The Executive Committee of a medium-sized law firm in a large metropolitan area called an emergency meeting to discuss its cash flow crisis and to decide how to respond to their bank’s decision to limit its access to its line of credit because of the deteriorating situation. The financial crisis was primarily caused by the loss of a large client, combined with the departure of several groups of profitable partners to competing firms.
The Executive Committee contacted Altman Weil, which had no prior experience with the firm, to have a consultant participate in the special meeting. The firm’s Managing Partner proposed during the meeting that the firm close at the end of the month in order to use the proceeds from outstanding WIP and accounts receivable to pay off bank debt and liabilities to vendors. During the meeting the Executive Committee authorized Altman Weil to perform a financial analysis on a rush basis to determine if there was a core group of lawyers and staff that could operate profitably until the firm could arrange to be acquired, or if the firm should be wound down at the end of the month.

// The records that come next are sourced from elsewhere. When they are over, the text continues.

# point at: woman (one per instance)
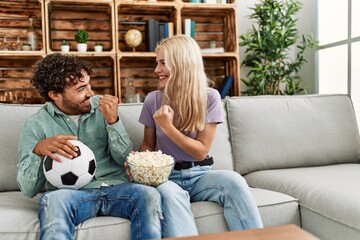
(180, 119)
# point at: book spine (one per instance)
(187, 27)
(151, 34)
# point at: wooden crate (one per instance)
(65, 17)
(140, 70)
(104, 73)
(14, 15)
(213, 24)
(217, 68)
(15, 74)
(135, 15)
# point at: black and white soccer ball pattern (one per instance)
(71, 173)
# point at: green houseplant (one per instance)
(82, 37)
(65, 47)
(268, 47)
(98, 47)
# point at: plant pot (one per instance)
(65, 48)
(98, 48)
(82, 47)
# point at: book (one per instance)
(151, 34)
(162, 33)
(187, 27)
(171, 29)
(212, 50)
(192, 29)
(225, 86)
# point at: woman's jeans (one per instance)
(198, 183)
(61, 210)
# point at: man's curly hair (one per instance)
(57, 71)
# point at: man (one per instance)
(73, 112)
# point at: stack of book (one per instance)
(155, 31)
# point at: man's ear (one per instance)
(54, 95)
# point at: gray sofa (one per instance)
(300, 155)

We helped to identify unprofitable partners and practice areas as well as unnecessary clerical staff positions, resulting in more than 15 lawyers and 30 support staff positions being eliminated with annual net cost savings in excess of $1,600,000. These changes were implemented immediately and the firm continued to operate on a profitable basis through the end of the year.
Our next step was to prepare pro forma financial projections reflecting the impact of the restructuring plan and the future profitability of the remaining lawyers and staff. This allowed prospective acquirers to see how the firm’s future profits would contrast with its recent losses. Almost all of the remaining partners, associates and staff joined an AmLaw 100 law firm at the end of that calendar year.

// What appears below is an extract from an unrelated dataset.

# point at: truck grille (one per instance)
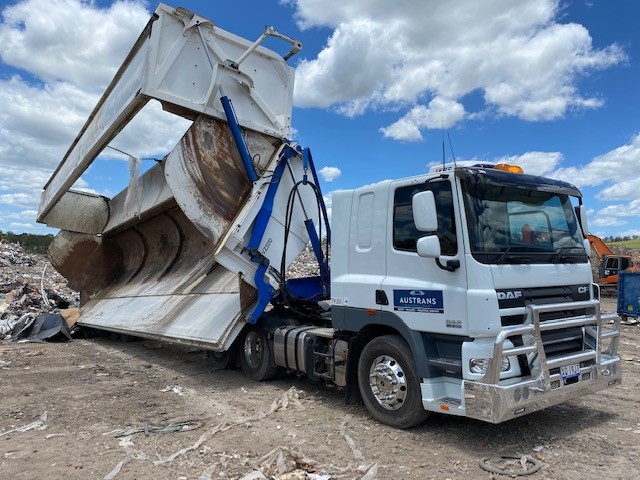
(556, 343)
(519, 297)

With Altman Weil’s guidance, this law firm was able to avert a financial crisis and avoid having to close down its operations causing it to terminate the employment of all partners, associates and staff. Although some lawyers and staff did ultimately lose their positions, the imminent cash flow crisis was avoided. We assisted the firm’s remaining partners, associates and staff to become a part of one of the largest law firms in the country.